On Tue, May 12, 2009 at 4:38 PM, Brion Vibber brion@wikimedia.org wrote:
- Collation use for sorting needs to be double-checked to confirm it
wouldn't interfere with present uniqueness constraints
Since cl_sortkey isn't part of any unique key, this appears not to be an issue for this use. Of course, it's an issue for every other sorted list of titles, but those can't have custom sort keys specified to begin with and don't seem to be included in this proposal. Perhaps they should be, though. In that case we'd probably end up needing an extra column in every single table that includes the page title, just for sorting (but we'd be able to use flexible algorithms to generate the sort key, rather than being stuck with MySQL's).

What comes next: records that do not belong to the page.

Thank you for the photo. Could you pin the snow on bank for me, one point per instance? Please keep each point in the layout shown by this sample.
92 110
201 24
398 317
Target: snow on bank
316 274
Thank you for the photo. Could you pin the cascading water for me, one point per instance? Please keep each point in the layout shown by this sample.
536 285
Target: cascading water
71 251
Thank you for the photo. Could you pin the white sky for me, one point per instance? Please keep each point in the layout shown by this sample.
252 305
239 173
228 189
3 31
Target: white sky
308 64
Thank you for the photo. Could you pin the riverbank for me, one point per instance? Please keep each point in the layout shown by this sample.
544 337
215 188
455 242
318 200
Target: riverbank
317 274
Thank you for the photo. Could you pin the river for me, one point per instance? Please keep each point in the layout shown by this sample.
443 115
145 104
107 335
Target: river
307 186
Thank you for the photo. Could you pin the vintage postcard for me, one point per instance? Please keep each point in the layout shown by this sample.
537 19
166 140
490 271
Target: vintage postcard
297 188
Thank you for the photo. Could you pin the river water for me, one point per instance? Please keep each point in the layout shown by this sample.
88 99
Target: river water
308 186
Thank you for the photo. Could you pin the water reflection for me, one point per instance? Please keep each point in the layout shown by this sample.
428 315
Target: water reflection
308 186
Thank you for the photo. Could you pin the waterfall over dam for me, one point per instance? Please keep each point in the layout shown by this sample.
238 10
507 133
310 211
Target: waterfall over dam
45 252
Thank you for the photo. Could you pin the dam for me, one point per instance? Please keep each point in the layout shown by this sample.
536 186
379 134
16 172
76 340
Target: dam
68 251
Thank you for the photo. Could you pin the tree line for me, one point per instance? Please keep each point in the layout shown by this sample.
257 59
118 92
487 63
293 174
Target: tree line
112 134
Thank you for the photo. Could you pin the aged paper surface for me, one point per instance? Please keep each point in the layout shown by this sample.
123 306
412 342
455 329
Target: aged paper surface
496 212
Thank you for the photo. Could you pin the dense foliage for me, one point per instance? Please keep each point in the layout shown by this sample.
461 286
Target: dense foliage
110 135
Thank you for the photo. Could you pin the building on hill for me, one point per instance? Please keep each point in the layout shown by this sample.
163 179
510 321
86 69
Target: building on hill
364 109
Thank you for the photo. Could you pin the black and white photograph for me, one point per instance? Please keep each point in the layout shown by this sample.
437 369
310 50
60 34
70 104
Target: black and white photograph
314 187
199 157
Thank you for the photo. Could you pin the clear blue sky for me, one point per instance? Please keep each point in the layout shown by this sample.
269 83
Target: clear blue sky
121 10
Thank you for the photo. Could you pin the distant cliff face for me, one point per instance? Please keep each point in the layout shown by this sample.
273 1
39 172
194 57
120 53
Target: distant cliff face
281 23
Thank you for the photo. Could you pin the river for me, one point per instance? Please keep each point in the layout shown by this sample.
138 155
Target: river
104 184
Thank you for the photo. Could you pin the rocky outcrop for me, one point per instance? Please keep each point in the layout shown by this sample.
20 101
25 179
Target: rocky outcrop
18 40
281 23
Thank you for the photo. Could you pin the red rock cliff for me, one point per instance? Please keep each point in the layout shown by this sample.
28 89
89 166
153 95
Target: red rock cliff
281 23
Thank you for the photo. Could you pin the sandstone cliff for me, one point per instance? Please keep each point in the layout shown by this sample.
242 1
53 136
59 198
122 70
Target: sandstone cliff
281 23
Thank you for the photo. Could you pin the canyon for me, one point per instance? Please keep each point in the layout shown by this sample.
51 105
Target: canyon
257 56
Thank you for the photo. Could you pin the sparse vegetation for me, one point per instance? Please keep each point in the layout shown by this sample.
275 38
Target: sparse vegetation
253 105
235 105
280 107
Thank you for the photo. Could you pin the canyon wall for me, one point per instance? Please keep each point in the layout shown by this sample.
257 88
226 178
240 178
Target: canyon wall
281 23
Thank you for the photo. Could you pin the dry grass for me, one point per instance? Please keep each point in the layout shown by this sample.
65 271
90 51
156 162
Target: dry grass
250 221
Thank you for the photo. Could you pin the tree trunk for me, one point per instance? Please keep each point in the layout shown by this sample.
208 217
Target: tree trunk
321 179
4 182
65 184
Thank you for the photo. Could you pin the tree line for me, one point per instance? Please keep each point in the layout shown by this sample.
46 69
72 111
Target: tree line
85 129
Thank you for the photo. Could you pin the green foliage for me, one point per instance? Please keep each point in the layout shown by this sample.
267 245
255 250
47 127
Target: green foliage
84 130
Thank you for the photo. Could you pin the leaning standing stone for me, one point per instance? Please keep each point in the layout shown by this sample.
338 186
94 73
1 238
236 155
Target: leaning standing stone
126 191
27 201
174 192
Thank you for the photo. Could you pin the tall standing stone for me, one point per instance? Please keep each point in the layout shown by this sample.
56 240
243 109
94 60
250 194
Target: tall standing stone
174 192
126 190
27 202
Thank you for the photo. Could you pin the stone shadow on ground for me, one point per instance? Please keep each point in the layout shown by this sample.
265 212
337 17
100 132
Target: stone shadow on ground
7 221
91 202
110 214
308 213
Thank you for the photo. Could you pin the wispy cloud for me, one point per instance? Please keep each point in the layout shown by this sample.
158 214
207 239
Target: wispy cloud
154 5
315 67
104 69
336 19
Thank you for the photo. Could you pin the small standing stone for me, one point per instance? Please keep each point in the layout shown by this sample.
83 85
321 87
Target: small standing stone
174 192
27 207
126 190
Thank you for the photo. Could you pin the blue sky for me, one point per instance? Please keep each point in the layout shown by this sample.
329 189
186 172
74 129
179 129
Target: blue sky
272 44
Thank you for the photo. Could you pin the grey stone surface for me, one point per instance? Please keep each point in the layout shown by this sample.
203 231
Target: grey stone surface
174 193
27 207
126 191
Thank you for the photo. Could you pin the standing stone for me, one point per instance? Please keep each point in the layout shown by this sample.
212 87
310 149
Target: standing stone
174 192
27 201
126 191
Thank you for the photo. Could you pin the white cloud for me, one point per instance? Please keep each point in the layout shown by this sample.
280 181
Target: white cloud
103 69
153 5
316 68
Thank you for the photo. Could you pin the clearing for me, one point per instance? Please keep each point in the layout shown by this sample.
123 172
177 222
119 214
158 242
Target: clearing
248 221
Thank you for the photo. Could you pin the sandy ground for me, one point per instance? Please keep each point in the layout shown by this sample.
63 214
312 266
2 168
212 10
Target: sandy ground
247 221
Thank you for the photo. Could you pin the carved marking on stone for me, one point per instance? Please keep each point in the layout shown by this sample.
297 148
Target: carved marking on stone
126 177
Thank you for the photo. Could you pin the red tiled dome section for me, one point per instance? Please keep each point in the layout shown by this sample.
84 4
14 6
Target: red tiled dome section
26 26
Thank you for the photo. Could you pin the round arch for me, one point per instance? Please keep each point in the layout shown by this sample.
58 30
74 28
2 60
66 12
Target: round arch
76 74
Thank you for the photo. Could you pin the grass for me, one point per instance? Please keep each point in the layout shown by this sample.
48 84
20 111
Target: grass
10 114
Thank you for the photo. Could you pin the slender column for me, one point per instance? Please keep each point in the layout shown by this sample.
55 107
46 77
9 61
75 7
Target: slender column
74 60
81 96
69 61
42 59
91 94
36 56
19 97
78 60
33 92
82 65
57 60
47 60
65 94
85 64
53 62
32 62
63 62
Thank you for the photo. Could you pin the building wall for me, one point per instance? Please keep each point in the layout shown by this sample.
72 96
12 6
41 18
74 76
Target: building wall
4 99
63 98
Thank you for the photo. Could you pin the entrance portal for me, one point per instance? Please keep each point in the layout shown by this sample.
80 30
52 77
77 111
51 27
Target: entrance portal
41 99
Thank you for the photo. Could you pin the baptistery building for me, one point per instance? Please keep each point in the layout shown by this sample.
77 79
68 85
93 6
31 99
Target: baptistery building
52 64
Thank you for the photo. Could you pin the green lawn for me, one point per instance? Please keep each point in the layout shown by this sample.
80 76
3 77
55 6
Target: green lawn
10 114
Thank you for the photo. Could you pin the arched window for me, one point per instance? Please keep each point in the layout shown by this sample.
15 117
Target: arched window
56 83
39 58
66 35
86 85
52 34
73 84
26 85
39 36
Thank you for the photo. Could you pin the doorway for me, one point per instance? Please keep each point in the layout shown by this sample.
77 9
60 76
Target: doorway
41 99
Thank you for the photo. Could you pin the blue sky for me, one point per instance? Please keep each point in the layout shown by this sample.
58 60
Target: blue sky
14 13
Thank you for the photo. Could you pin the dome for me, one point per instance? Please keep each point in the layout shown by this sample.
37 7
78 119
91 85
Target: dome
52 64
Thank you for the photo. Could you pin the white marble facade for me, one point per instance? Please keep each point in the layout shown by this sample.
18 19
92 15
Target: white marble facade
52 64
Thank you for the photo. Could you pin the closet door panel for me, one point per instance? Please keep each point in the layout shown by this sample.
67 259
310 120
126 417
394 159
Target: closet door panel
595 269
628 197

- Multilingual sites possibly not well served by table-wide
language-specific coding
utf8 sorting would be a lot better than binary sorting for any site, I'm pretty sure. (I assume utf8 sorts sanely and not according to codepoint.)
Doing our own localized sort key encoding and adding another indexed column to sort on would avoid some dependency issues but has its own deployment and maintenance difficulties.
You don't need another column for categorylinks, you can use the existing cl_sortkey, so that should be relatively easy to deploy. It doesn't help with non-category use cases, of course.
It would also be possible to use a separate column for the collated sorting while using MySQL 4.1+'s native collations, if the uniqueness constraints are a problem, but this is still dependent on rolling out an upgrade from 4.0.
In that case we may as well make it like cl_sortkey and populate it ourselves, surely.